Silencio, roto esta vez por el astuto diputado de Tennesse, que habló en tono exageradamente claro, separando ostensiblemente las sílabas.
—¡Dios Todopoderoso…, qué pandilla de inútiles! Silencio, terminado por la voz solícita de David Abbott:
—Debo felicitarlo, señor, por ser el primer hombre honesto que se nos envía desde la colina del Congreso. El hecho de que no se haya sentido abrumado por la atmósfera enrarecida de estos honorables ámbitos, no escapa a ninguno de nosotros. Es una sensación sumamente refrescante.
—No creo que el legislador capte en toda su intensidad la delicadeza de…
—¡Oh, cállese, Peter! —repuso el Monje—. Creo que el diputado desea decir algo.
—Sólo unas palabras —declaró Walters—. Creía que todos ustedes habían cumplido ya su mayoría de edad. Quiero decir, que todos parecen personas mayores de edad, y por eso deberían ser más inteligentes. Se supone que son capaces de mantener conversaciones inteligentes, de intercambiar información en tanto se la respeta confidencialmente, y capaces asimismo de buscar soluciones en común. En lugar de ello, hablan como si fueran un grupo de niños que se pelean por sacar la sortija de premio. ¡Bonita manera de gastar el dinero de los contribuyentes!
—¡Usted exagera simplificando las cosas, señor! —estalló Gillette—. Usted está hablando de un utópico aparato descubridor de procedimientos. No existe tal cosa.
—Estoy hablando de personas razonables, señor. Soy abogado, y antes de asistir a esta función de circo he tenido en mis manos asuntos sumamente confidenciales todos los días de mi vida. ¿Qué diablos hay de nuevo en todo esto?
—¿Y cuál es su objetivo? —preguntó el Monje.
—Quiero una explicación. Durante más de dieciocho meses he permanecido sentado en mi escritorio del Subcomité de Asesinato del Senado. He hojeado miles de páginas, llenas de cientos de nombres, y del doble de teorías. No creo que exista allí la sugerencia de una conspiración o la sospecha de un asesino, que yo sepa. He vivido junto a esos nombres y esas teorías durante dos malditos años, y no creo que me quede ya nada por descubrir.
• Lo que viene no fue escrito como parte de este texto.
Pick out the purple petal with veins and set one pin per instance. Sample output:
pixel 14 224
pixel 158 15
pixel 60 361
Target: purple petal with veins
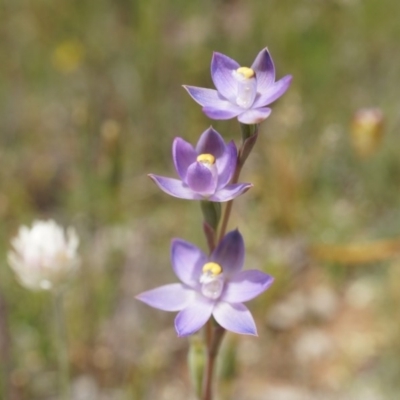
pixel 235 318
pixel 183 155
pixel 264 68
pixel 187 261
pixel 229 254
pixel 222 68
pixel 246 285
pixel 193 317
pixel 175 188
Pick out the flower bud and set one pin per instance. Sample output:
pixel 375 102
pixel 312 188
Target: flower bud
pixel 366 131
pixel 43 256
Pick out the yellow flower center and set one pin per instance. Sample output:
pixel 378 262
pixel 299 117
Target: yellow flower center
pixel 206 159
pixel 211 280
pixel 212 269
pixel 246 72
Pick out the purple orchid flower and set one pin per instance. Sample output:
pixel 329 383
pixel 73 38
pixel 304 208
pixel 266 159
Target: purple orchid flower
pixel 205 171
pixel 211 286
pixel 241 92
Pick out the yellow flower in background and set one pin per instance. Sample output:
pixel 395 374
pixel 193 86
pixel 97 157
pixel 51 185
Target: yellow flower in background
pixel 67 57
pixel 367 131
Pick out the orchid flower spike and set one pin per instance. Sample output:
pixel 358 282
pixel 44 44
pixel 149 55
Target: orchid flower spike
pixel 205 171
pixel 242 92
pixel 214 285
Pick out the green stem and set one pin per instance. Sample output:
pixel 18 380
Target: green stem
pixel 212 352
pixel 61 345
pixel 215 335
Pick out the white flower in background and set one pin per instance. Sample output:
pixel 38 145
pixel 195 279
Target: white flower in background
pixel 44 256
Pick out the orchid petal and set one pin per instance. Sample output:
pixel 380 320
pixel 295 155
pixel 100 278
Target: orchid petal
pixel 173 297
pixel 230 192
pixel 202 178
pixel 211 142
pixel 273 92
pixel 206 97
pixel 187 261
pixel 235 318
pixel 229 253
pixel 193 317
pixel 225 111
pixel 264 68
pixel 246 285
pixel 222 68
pixel 175 188
pixel 183 155
pixel 254 116
pixel 226 165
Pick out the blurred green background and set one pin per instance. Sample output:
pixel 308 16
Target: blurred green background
pixel 90 101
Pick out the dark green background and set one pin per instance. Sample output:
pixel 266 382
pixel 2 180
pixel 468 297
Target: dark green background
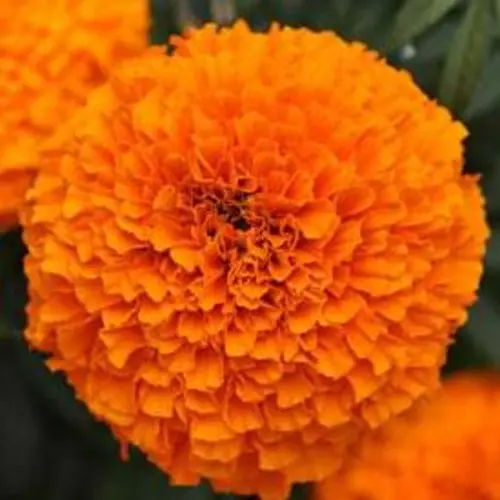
pixel 50 447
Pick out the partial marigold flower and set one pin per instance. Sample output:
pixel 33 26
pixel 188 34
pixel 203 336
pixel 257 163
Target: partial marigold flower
pixel 52 54
pixel 444 449
pixel 251 250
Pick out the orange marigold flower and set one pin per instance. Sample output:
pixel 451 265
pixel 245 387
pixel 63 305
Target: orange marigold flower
pixel 448 449
pixel 52 54
pixel 258 245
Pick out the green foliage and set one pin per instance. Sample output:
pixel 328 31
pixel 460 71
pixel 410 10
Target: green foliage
pixel 415 17
pixel 451 47
pixel 467 56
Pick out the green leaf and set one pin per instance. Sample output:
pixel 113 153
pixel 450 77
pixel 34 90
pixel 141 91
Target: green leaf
pixel 416 16
pixel 487 93
pixel 482 328
pixel 496 8
pixel 466 57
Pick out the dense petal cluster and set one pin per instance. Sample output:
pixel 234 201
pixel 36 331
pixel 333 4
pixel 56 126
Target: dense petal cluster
pixel 52 54
pixel 446 450
pixel 259 245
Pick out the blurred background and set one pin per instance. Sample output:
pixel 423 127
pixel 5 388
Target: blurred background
pixel 50 447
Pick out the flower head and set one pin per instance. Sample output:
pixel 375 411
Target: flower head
pixel 254 248
pixel 448 449
pixel 52 54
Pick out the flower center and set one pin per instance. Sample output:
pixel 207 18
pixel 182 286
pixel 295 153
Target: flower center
pixel 231 206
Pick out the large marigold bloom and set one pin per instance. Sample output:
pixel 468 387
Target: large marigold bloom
pixel 258 245
pixel 52 54
pixel 448 449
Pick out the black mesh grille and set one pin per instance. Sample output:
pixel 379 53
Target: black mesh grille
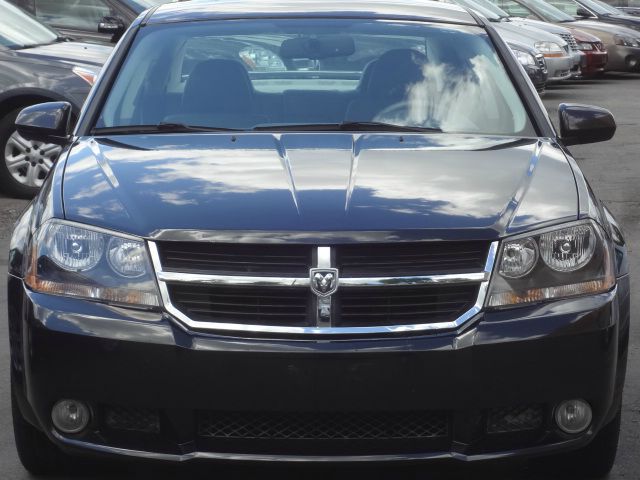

—Yo diría que sus credenciales eran muy impresionantes —interrumpió Abbott.
—Creo que podrían serlo; por eso acepté el cargo de contralor. Creí que iba a ser una contribución efectiva, pero ahora no estoy tan seguro. De pronto he empezado a preguntarme qué es lo que hago ahora.
—¿Por qué? —preguntó Manning con cierta aprensión.
—Porque he permanecido aquí sentado, escuchando la descripción de una operación que durará tres años, involucrando una amplia red de personal y de informantes, y de servicios de espionaje apostados en toda Europa, todo esto basado en un asesino cuya «lista de triunfos» se está tambaleando; ¿estoy sustancialmente en lo correcto?
—Continúe —respondió Abbott en voz baja, sujetando su pipa, con expresión absorta—. ¿Qué es lo que quiere preguntar?
—¿Quién es ese hombre? ¿Quién diablos es ese Caín?